Cost-based choice for the pushdown of subqueries to joined tables

    XMLWordPrintable

    Details

    • Type: Task
    • Status: Stalled (View Workflow)
    • Priority: Minor
    • Resolution: Unresolved
    • Fix Version/s: None
    • Component/s: None
    • Labels:

      Description

      Contents:

      1. Problem description
      2. High-level design
        1. Main assumptions in this task
        2. General idea
        3. Detailed design
      3. Low-level design
      4. Testing

      Problem description

      If the evaluation of a dependent single-row subquery is performed always after accessing the last table the subquery depends on the total query execution time may happen to be suboptimal. We can see it in the report for LP bug #914569 .
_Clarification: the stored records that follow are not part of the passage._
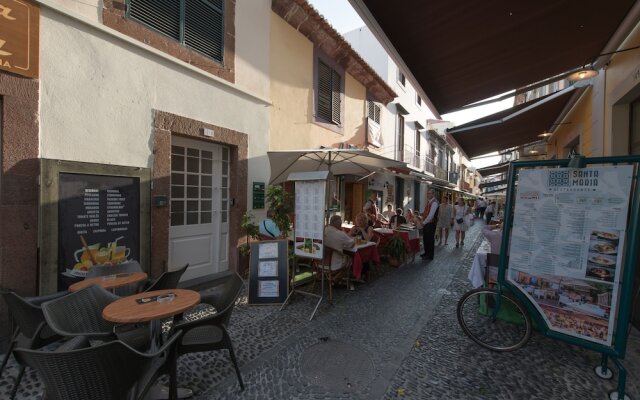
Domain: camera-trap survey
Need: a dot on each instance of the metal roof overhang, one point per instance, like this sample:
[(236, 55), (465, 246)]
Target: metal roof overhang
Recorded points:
[(494, 169), (486, 48), (514, 127)]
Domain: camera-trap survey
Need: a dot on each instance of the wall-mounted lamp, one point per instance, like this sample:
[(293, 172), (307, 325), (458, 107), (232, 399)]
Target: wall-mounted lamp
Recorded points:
[(585, 73)]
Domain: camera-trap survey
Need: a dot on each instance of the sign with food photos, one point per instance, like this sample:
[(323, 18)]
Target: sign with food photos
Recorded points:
[(566, 246)]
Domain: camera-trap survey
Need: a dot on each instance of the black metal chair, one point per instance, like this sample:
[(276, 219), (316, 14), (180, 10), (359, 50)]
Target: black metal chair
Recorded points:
[(126, 267), (80, 314), (210, 333), (109, 371), (168, 280), (31, 330)]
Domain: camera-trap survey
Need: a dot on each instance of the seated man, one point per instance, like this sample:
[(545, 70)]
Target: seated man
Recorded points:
[(268, 228)]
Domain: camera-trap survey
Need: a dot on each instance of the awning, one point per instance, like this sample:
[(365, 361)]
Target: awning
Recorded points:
[(514, 127), (494, 169), (492, 184), (338, 161), (464, 53)]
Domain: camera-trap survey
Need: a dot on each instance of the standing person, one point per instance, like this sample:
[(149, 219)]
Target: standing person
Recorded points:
[(371, 208), (445, 219), (482, 206), (398, 219), (430, 219), (488, 213), (389, 212), (460, 211)]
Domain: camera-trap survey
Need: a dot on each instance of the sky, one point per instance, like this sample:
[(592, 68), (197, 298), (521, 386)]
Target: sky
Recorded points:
[(344, 18)]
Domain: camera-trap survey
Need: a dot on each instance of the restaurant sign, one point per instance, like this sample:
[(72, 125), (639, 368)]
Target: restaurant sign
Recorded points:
[(19, 35), (567, 243)]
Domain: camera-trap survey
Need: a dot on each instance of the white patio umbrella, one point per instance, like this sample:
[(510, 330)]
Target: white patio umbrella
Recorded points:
[(336, 161)]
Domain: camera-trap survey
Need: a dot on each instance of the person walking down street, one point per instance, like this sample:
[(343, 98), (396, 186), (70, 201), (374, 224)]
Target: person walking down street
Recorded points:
[(460, 212), (481, 206), (488, 213), (398, 219), (413, 218), (445, 220), (430, 219)]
      With default settings (optimizer_switch='semijoin=on,materialization=on') for Q20 of the DBT-3

      select sql_calc_found_rows
             s_name, s_address
      from supplier, nation
      where s_suppkey in (select ps_suppkey from partsupp
                          where ps_partkey in (select p_partkey from part
                                               where p_name like 'forest%')
                                and ps_availqty >
                                    (select 0.5 * sum(l_quantity)
                                     from lineitem
                                     where l_partkey = ps_partkey
                                           and l_suppkey = ps_suppkey
                                           and l_shipdate >= date('1994-01-01')
                                           and l_shipdate < date('1994-01-01') +
                                               interval '1' year ))
      and s_nationkey = n_nationkey
      and n_name = 'CANADA'
      order by s_name
      limit 10;

      the 5.3 optimizer chooses the following plan for the database dbt3x10_myisam
      (a myisam DBT-3 database of scale factor 10):

      +----+--------------------+----------+--------+--------------------------------------+---------------+---------+------------------------------------+------+----------------------------------------------+
      | id | select_type | table | type | possible_keys | key | key_len | ref | rows | Extra |
      +----+--------------------+----------+--------+--------------------------------------+---------------+---------+------------------------------------+------+----------------------------------------------+
      | 1 | PRIMARY | nation | ALL | PRIMARY | NULL | NULL | NULL | 25 | Using where; Using temporary; Using filesort |
      | 1 | PRIMARY | supplier | ref | PRIMARY,i_s_nationkey | i_s_nationkey | 5 | dbt3x10_myisam.nation.n_nationkey | 4000 | |
      | 1 | PRIMARY | partsupp | ref | PRIMARY,i_ps_partkey,i_ps_suppkey | i_ps_suppkey | 4 | dbt3x10_myisam.supplier.s_suppkey | 80 | Using where |
      | 1 | PRIMARY | part | eq_ref | PRIMARY | PRIMARY | 4 | dbt3x10_myisam.partsupp.ps_partkey | 1 | Using where; FirstMatch(supplier) |
      | 4 | DEPENDENT SUBQUERY | lineitem | ref | i_l_shipdate,i_l_partkey,i_l_suppkey | i_l_partkey | 5 | dbt3x10_myisam.partsupp.ps_partkey | 30 | Using where |
      +----+--------------------+----------+--------+--------------------------------------+---------------+---------+------------------------------------+------+--------------------------------------------+

      The execution by this plan takes significantly more time ( almost 4 times more) then the execution by the plan:

      +----+--------------------+----------+-----------------+--------------------------------------+--------------+---------+-------------------------------------+--------+-----------------------------+
      | id | select_type | table | type | possible_keys | key | key_len | ref | rows | Extra |
      +----+--------------------+----------+-----------------+--------------------------------------+--------------+---------+-------------------------------------+--------+-----------------------------+
      | 1 | PRIMARY | supplier | ALL | i_s_nationkey | NULL | NULL | NULL | 100000 | Using where; Using filesort |
      | 1 | PRIMARY | nation | eq_ref | PRIMARY | PRIMARY | 4 | dbt3x10_myisam.supplier.s_nationkey | 1 | Using where |
      | 2 | DEPENDENT SUBQUERY | partsupp | index_subquery | i_ps_suppkey | i_ps_suppkey | 4 | func | 80 | Using where |
      | 4 | DEPENDENT SUBQUERY | lineitem | ref | i_l_shipdate,i_l_partkey,i_l_suppkey | i_l_partkey | 5 | dbt3x10_myisam.partsupp.ps_partkey | 30 | Using where |
      | 3 | DEPENDENT SUBQUERY | part | unique_subquery | PRIMARY | PRIMARY | 4 | func | 1 | Using where |
      +----+--------------------+----------+-----------------+--------------------------------------+--------------+---------+-------------------------------------+--------+-----------------------------+

      that is chosen with the settings optimizer_switch='semijoin=off,materialization=off'.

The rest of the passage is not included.